ちゃあさん

籠の中の乙女のちゃあさんのネタバレレビュー・内容・結末

籠の中の乙女(2009年製作の映画)
4.0

このレビューはネタバレを含みます

再鑑賞。
やっぱり傑作と思う。


狂気の父親が支配する"家庭"という独裁国家を、ヨルゴス・ランティモス監督の独特の意地悪さで描いた基本的にはコメディだと思います。



ネタバレ⤵︎⤵︎

人としてではなく(そもそも名前も与えられていない)いわば犬として躾を施され、完璧に洗脳された兄妹三人。操る父親。ネジのはずれた母親。
閉ざされた空間で情報を制御し、従順に従えば褒美を、逆らえば体罰を与える。(マウスウォッシュの刑はワロタw)

兄が壁に向かって喋ったり長女がパンケーキを壁の外に投げていたシーンがあったので、おそらくもう1人過去に死んでしまった兄がいたのだろう。
その後、父親は自作自演で兄は"猫"に殺されたと嘘をつき、軽く葬式までしているw

思春期を迎えた長男にあてがわれた父親の同僚クリスティーナが家にやってくるようになり、その影響で徐々に兄妹の様子は変わり始める。
特に好奇心旺盛な長女は、彼女からビデオで「ロッキー」「ジョーズ」を借りて影響を受けてしまう。。
(後半のシュールなダンスシーンを見ると「フラッシュ・ダンス」も借りていたと思うw)
父親に見つかりこっぴどく叩かれる長女とクリスティーナ。めっちゃ痛そうだった😱
ビデオデッキで殴るとは…😭

しかし一度火のついた好奇心は抑えられず、長女は「犬歯が抜けたら自立できる」と聞かされていた通り、ダンベルで自分の犬歯を砕き、父親の車のトランクに隠れる。
無事家の外に出ることのできた長女だったが、トランクが開く事はなく映画は終了。

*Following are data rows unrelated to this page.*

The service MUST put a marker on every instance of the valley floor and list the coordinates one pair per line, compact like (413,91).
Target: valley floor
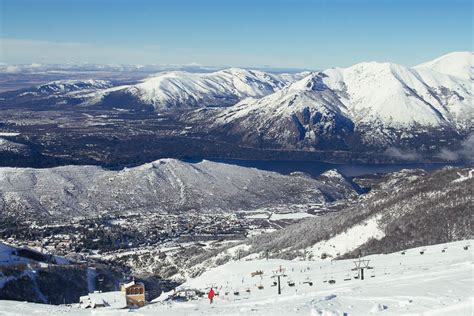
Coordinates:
(433,283)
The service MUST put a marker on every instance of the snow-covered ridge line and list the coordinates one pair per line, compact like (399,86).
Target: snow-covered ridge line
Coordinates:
(163,185)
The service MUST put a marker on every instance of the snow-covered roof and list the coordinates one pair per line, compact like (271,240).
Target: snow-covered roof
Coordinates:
(114,299)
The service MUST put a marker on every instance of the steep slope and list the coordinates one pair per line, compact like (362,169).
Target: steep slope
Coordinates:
(164,185)
(305,110)
(458,64)
(369,104)
(410,208)
(59,87)
(180,90)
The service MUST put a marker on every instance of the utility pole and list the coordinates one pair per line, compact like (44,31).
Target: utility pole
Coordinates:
(278,274)
(360,265)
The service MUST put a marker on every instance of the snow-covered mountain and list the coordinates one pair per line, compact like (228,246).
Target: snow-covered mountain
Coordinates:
(163,185)
(404,209)
(180,90)
(458,64)
(376,103)
(59,88)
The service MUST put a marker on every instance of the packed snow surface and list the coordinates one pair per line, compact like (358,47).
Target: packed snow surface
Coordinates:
(438,282)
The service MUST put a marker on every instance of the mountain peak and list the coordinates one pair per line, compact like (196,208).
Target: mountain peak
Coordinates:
(458,64)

。
はたして長女はトランクを開けて逃げる事ができたのか?見てる側に委ねられる。
この辺が非常にうまいし意地悪w

自分は長女はそのまま家に帰ってしまうと思います😣
おもちゃの飛行機を家の外で取るのも車からは出なかったし、外の世界に足を着くという認識がもともとないと思うから。😭


原題はdogteeth(犬歯)なので、本作に限って言えば犬歯が抜けるという事(永久歯だから抜けない)は自由を勝ち取るという意味(自立する)もあるから、そのままでもよかったと思う。


興味深かったのは、実は子供達は何も教えられなくても自由を求めていたのではないかという点。
人間は全てを奪われても自由を求める生き物なんじゃないかなと思いました。